William Ramshaw lives in the expansive Pacific Northwest. He is a six-year survivor of pancreatic cancer and has written a memoir, Gut Punched! Facing Pancreatic Cancer. He shared his treatment story in “Chicken Enchiladas and Pancreatic Cancer.”
After getting hit in the head with a pancreatic cancer brick in 2013, it’s all too easy to lose faith.
Learning only 5 percent of those diagnosed could expect to see five years, and being a numbers guy, I didn’t expect to make it. I didn’t expect to be there for any of my three daughters’ big days. (Two of them are now married.)
So other than receiving the standard course of care, a Whipple procedure, six weeks of daily radiation treatments with continuous 5-FU (fluorouracil) via a pump, followed by six Gemzar (gemcitabine) chemo doses, why am I now well into my sixth year? Much of this is a medical mystery for sure, but here are my hunches.

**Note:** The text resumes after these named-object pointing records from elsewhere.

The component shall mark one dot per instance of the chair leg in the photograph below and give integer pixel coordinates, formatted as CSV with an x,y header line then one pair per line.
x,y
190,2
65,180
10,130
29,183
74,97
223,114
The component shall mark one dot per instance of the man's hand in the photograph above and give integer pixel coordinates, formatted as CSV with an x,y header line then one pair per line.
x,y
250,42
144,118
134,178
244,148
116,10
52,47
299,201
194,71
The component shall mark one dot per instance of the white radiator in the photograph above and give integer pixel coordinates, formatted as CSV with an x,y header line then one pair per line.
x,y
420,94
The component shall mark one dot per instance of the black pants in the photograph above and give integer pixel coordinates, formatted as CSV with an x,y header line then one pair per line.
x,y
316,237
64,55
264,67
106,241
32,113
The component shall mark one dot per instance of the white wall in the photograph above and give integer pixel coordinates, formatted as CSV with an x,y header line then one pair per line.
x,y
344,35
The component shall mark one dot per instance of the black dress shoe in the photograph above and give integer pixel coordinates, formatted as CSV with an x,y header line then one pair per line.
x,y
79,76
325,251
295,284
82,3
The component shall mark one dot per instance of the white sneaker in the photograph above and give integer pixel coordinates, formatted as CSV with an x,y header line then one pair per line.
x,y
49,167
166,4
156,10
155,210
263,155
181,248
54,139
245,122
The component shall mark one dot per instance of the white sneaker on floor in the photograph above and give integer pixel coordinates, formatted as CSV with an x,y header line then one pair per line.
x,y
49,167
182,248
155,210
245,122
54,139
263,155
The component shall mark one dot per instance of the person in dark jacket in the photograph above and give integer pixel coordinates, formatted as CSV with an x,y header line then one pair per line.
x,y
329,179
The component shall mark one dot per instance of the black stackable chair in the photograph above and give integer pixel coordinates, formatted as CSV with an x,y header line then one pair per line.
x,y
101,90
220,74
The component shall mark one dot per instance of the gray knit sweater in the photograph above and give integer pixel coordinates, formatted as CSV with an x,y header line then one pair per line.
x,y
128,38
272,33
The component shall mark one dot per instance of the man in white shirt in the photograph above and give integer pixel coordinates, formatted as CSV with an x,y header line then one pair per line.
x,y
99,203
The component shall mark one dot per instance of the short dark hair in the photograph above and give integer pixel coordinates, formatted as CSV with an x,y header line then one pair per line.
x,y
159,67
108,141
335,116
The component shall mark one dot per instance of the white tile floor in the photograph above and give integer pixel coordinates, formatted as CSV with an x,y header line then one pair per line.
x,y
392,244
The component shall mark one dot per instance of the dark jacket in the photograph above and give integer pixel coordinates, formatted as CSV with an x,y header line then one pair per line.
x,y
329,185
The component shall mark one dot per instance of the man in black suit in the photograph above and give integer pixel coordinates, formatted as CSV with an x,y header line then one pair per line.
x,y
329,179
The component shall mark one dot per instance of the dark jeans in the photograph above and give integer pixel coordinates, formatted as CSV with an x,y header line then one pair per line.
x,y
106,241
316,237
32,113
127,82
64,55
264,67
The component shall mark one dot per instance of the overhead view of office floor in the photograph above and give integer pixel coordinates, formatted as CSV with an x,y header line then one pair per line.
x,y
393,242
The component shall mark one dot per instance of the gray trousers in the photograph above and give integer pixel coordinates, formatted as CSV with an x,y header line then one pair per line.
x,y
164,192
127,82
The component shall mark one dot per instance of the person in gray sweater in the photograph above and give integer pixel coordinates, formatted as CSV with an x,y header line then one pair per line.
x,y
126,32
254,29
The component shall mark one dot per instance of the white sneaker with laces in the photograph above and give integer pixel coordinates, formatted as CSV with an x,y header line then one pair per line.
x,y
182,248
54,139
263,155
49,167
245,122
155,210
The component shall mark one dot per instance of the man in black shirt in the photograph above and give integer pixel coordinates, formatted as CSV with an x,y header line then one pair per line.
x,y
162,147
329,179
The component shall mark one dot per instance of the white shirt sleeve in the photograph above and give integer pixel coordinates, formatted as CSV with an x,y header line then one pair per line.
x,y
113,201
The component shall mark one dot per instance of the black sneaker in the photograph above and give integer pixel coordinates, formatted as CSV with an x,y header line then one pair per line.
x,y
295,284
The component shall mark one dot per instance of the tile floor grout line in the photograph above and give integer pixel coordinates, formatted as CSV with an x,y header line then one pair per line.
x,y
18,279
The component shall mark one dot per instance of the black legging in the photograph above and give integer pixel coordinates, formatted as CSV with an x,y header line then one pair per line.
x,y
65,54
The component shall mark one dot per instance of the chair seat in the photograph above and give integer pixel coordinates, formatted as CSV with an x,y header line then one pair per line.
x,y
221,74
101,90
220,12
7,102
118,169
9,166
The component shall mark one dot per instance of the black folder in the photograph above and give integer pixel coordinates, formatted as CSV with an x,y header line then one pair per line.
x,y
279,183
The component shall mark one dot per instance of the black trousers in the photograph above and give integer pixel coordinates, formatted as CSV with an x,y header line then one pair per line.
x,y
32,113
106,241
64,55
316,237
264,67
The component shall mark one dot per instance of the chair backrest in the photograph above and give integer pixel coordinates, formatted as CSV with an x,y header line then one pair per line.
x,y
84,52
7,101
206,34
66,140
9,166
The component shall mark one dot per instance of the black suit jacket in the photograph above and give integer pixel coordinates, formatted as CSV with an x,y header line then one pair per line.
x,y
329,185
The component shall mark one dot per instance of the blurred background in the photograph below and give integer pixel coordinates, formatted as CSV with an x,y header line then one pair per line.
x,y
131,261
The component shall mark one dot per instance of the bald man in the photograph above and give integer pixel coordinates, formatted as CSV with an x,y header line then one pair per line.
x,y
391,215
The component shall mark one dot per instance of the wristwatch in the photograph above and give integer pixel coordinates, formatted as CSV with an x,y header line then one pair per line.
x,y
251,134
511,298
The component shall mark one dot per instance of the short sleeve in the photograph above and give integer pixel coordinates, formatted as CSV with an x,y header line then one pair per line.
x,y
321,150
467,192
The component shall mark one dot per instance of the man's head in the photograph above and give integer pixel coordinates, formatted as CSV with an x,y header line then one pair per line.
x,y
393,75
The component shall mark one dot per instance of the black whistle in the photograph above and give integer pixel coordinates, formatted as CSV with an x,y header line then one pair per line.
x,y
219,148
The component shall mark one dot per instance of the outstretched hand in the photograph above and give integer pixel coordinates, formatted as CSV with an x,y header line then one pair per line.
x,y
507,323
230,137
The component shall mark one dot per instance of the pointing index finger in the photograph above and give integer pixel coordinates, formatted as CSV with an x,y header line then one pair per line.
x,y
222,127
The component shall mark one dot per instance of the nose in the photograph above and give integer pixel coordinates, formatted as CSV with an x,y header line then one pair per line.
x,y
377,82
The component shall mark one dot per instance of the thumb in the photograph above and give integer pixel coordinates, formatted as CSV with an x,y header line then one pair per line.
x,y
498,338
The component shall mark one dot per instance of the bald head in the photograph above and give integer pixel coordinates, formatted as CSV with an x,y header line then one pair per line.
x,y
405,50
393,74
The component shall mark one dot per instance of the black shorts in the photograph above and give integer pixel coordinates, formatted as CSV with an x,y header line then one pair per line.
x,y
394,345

Finding the Tumor in the Nick of Time
Within two weeks, I went from living the normal life of a 59-year-old white male to having an upset stomach, turning yellow, the discovery of a one-inch pancreatic tumor sucked up next to my bile duct, and being a Whipple procedure candidate. Later my doctor told me had my bile duct not been blocked, forcing me to go to the ER, I likely would not have made it.
Getting a Whipple Procedure
I later learned, courtesy of WebMD and other sources, only one in five people can have a Whipple procedure. Without this surgery, my survival chances were slim if nonexistent. Or as my oncologist put it in nicer terms, palliative care.
Luck of the Draw
Amid being laid up in a hospital and feeling beyond awful, traveling to see some renowned surgeon somewhere was not an option for me. Or even getting a second opinion. Who knows why I was paired up with a local surgeon who I later learned drew people from other states to have him do their Whipple procedures. I drew an ace.
Unlike many people, I question everything. Not in an obnoxious manner, I just need to know. I hear about people whose heads bob up and down like one of those bobblehead dogs when their doctor says to them, “we’re going to do thus, and so.” All this while not agreeing or worse, not understanding what the doctor said. I don’t know if it is fear about speaking up or just an overreliance on the practice of medicine—you assume the doctor knows what they’re doing. Beats me. But if I’m not sure about something my doctor tells me I ask questions until I do understand.
Do What the Doctor Says
After asking endless questions, and agreeing to a treatment plan, it is up to me to do what my doctor asked me to do. On occasion one of my doctors will let slip how frustrated they get when someone fails to do what they agreed to do. Beyond being super smart, doctors are people too. They care about us. But failing to do what they told me to do in no way endears me to them. I need them all in to help me. I get them all in by doing what they tell me.
Getting any cancer, especially pancreatic cancer, can lead to a victim mentality, or a “woe is me” attitude. Why the #@%! did this happen to me! While in the hospital for weeks at a time, first for my Whipple procedure and then for what seemed like endless complications from it, I felt so sorry for the many hardworking nurses who had just come from a bad interaction with someone in another room. Much like my doctors, I need the nurses and everyone else rooting for me. Doing the extra. Be kind.
Find an Advocate
During an outpatient antibiotic treatment for yet another raging post-op infection, a nurse told me, “Find someone to be your advocate. They’re out there.” I did. My surgeon’s physician assistant proved to be just that. She came alongside me and helped me in every way she could, often above and beyond her job. To this day I am thankful for her help and advocacy. Find an advocate.
Talk About It
No one can read my mind (or your mind for that matter). If I don’t talk about what’s happening to me, no one will understand. I need to talk about things like what it feels like to think you’re near the end, or people will just think I’m being surly. I can tell people what is going on inside my head or they will make up their version. Talk about it.
Reach Out to Others
It’s too easy to adopt a bunker mentality about what’s happening. Any cancer, most notably pancreatic cancer, can make the world seem rather small, like the walls are caving in. To help compensate for this, I have tried to reach out to others to let me know how important they are to me. How much I need them, because I do. Dealing with pancreatic cancer is a team sport. I need everyone on the field. Reaching out is just one way to do this.
Live in the Present
Too often I catch myself worrying about my upcoming six-month oncology visit. Even today, these things terrify me. Will the doctor come in and say, “I’m sorry but . . . .” Or will they say, “Your scans and blood work look great, how are you feeling?” Either way there is nothing I can do to change the reality of this. The best I can do is live in the present.
Nothing is easy about dealing with pancreatic cancer. One can proactively get on it or let things happen as they will. It’s your choice. But don’t lose faith.